The Beast“, der neue Film von Bertrand Bonello (Nocturna) ist kein leichter Film, aber ein faszinierender und auch zäher Film, in dem sich erst gegen Ende alles so halbwegs zusammenfügt. Es ist eine sich Zeit nehmende Arthaus-Literaturverfilmung, die ihre besten Momente hat, wenn sie zu einem Slow-Mo-Arthaus-David-Lynch-Film mit etwas David-Cronenberg-Body-Horror wird.

Wobei Bonello von Henry James‘ Kurzgeschichte „Das Tier im Dschungel“ nur einen Teil der Idee übernimmt und dann diese und das Ende bis zur Unkenntlichkeit verändert. Bonello sagt, sein Film sei „frei nach“. Aber eigentlich führt der Hinweis auf die Literaturvorlage mehr in die Irre als dass er hilft.
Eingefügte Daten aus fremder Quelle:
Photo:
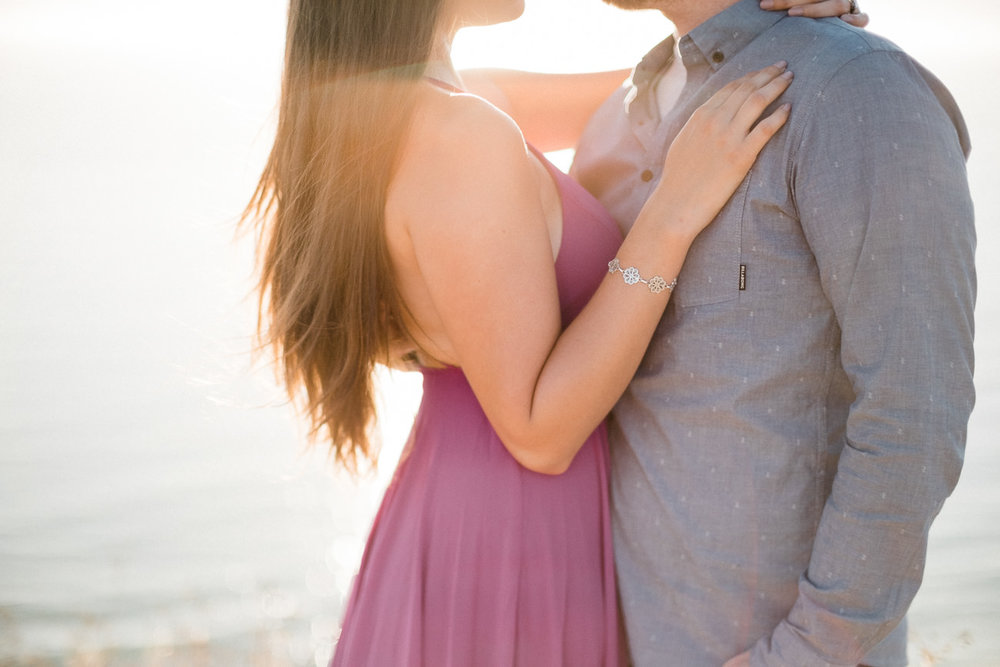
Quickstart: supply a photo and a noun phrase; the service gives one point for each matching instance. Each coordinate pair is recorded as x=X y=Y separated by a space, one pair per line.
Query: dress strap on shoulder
x=443 y=84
Das war vor einem Jahr bei Patric Chihas überzeugender Interpretation der Geschichte anders. In „Das Tier im Dschungel“ (La bête dans la jungle, Frankreich/Belgien/Österreich 2023) verlegte er die sich über Jahrzehnte erstreckende Geschichte in die jüngere Vergangenheit nach Paris in eine Discothek. Am Ende konnte man darüber nachdenken, ob man jetzt leben oder auf ein irgendwann in der Zukunft liegendes großes, das eigene Leben veränderndes Ereignis warten möchte.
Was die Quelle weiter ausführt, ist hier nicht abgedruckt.